Due to the trends of continuous chip-miniaturization along with the limits posed by chip power-dissipation, the processor design industry has now reached the end of a decades-long trend of increasing clock frequencies. Instead, next-generation computing systems are expected to be built with tens of cores per chip. Thus, to achieve high performance, the computer designers are now focusing on using larger number of cores, instead of improving the performance of a single-core. This paradigm shift, however, has made a profound impact on the enterprises and businesses, such as power system control centers, which use serial execution based legacy codes. Since the processor clock-frequency and single-core performance are plateauing, the performance which can be achieved using serial execution is unlikely to improve. At the same time, due to rising electricity demands, the size of power systems is increasing which necessitates higher computational power for performing stability analysis.

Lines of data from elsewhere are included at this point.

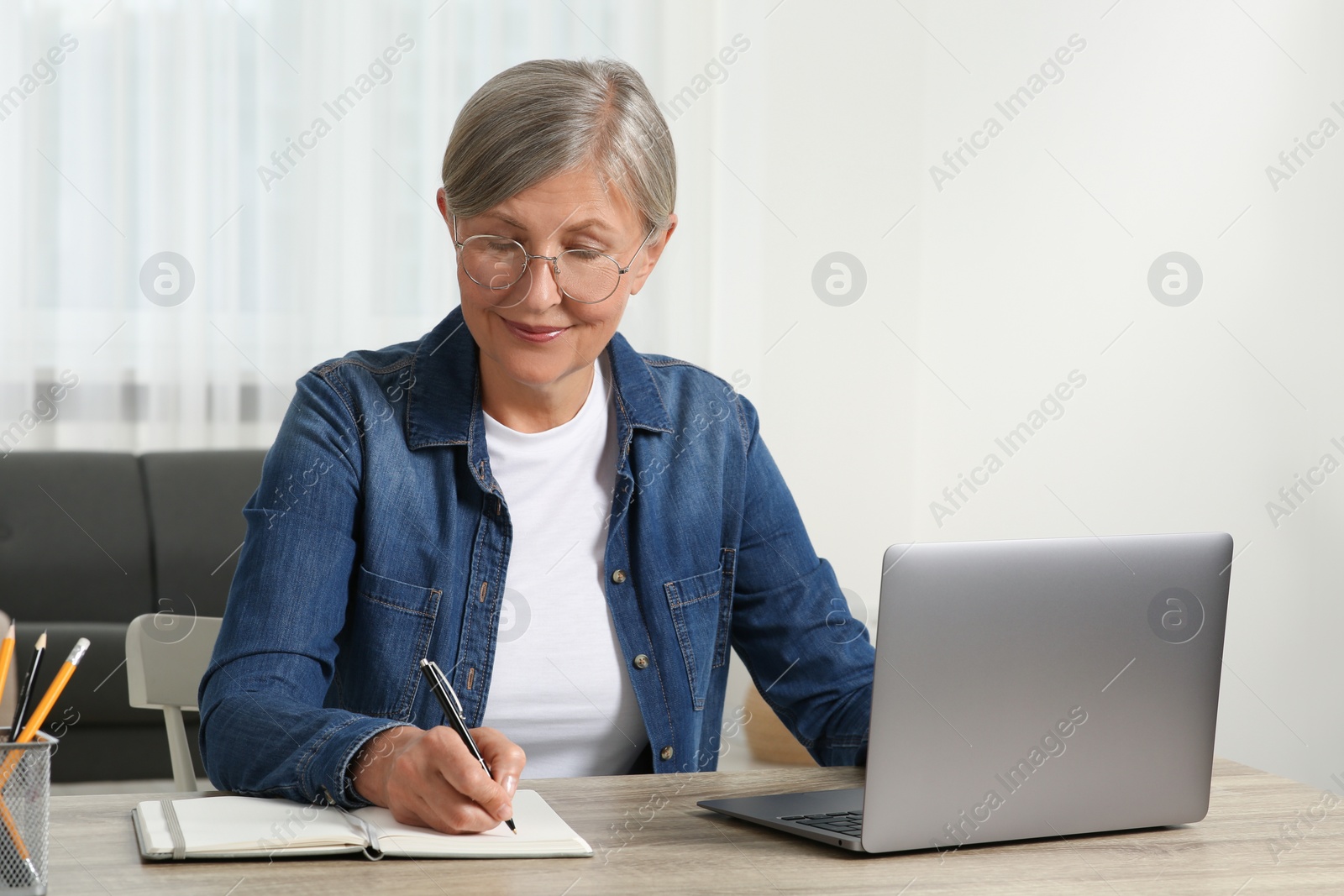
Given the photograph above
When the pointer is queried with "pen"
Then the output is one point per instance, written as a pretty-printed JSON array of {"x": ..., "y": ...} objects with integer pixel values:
[
  {"x": 39, "y": 715},
  {"x": 54, "y": 689},
  {"x": 440, "y": 687},
  {"x": 27, "y": 687}
]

Thus, power system control centers now must move towards using parallel computing with multicore and many-core processors. Further, since a load-unbalanced scheduling is likely to nullify the advantage obtained from parallelization, use of efficient load-balancing techniques is also essential for achieving high performance gains.

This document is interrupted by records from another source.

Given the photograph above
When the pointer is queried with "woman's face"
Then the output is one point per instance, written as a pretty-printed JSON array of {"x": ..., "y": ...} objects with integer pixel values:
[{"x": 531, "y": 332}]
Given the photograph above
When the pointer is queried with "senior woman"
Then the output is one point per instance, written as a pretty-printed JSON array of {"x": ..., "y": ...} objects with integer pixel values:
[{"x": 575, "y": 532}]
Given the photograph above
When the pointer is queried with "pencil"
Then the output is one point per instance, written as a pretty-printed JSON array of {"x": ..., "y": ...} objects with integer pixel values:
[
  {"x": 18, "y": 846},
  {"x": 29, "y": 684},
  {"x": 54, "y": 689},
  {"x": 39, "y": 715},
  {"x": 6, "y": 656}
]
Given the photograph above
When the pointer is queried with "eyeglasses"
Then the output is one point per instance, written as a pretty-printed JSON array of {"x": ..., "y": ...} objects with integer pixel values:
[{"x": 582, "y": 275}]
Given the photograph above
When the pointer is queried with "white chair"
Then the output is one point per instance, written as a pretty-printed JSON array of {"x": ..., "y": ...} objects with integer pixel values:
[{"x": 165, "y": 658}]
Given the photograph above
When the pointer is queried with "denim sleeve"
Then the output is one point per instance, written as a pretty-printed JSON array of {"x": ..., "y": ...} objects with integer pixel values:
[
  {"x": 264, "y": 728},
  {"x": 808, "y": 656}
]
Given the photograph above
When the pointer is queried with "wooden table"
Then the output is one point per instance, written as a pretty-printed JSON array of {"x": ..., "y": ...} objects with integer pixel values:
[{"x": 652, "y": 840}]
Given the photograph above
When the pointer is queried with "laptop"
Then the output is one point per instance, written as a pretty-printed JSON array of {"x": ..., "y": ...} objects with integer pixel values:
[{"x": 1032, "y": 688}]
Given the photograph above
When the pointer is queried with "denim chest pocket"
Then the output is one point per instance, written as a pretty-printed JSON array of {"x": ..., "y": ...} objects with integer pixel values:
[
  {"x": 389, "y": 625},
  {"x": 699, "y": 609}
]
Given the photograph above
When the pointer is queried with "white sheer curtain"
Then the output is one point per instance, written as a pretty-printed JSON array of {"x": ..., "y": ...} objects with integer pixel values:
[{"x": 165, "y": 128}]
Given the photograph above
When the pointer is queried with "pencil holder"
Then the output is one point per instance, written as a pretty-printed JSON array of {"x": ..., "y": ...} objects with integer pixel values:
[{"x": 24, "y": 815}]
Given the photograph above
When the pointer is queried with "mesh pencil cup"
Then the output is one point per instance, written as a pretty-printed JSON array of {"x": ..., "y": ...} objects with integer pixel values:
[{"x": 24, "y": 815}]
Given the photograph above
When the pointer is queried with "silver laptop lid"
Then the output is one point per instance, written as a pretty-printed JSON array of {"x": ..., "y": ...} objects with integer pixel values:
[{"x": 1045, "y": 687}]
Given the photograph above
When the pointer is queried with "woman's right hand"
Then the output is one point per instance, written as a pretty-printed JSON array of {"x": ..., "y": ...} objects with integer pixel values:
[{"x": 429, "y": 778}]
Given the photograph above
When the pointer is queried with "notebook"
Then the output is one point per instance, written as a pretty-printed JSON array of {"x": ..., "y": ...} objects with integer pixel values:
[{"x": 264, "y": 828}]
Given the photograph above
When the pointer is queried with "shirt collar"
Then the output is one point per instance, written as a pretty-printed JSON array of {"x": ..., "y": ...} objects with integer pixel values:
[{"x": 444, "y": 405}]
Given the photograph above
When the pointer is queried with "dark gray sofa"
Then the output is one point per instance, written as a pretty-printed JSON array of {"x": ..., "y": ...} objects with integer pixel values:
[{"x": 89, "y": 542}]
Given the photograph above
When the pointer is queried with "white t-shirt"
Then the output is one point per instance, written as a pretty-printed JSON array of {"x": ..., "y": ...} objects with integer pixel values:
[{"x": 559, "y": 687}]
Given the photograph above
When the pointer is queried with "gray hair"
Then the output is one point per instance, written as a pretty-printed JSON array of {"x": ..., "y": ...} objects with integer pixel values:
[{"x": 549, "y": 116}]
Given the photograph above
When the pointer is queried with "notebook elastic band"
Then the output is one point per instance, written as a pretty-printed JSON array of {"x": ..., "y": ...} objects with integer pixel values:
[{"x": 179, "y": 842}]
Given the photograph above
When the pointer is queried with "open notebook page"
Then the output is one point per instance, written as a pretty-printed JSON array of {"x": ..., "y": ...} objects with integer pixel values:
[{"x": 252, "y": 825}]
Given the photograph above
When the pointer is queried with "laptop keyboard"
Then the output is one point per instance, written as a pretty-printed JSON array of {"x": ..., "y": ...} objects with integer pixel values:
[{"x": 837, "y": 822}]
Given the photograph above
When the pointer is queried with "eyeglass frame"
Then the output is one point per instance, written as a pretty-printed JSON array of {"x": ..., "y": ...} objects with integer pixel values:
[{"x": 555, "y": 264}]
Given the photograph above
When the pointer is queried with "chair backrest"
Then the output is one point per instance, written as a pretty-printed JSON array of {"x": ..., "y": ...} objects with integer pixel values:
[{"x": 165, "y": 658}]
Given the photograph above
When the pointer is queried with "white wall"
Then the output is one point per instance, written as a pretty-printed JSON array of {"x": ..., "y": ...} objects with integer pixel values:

In this paper, we present an approach for parallelization of power system contingency analysis while also achieving load-balancing. We use Chapel language (Chamberlain, Callahan, & Zima, 2007) which is a state-of-the-art high-performance parallel programming language. Chapel language has been developed by Cray Inc. and it is intended to increase the programmability, performance and portability of high performance computing systems and applications. It also aims to enable interoperability with existing languages to promote code reuse and easy adoption by programmers. In Chapel, concurrency is controlled by the language constructs themselves and not by library extensions or compiler directives. To achieve load-balancing, we use an efficient dynamic scheduling technique, viz. work-stealing scheduling (Blumofe & Leiserson, 1994), which has been shown to be efficient in terms of space requirment and execution time. We present the important features of Chapel and design choices which enable us to achieve high performance gains.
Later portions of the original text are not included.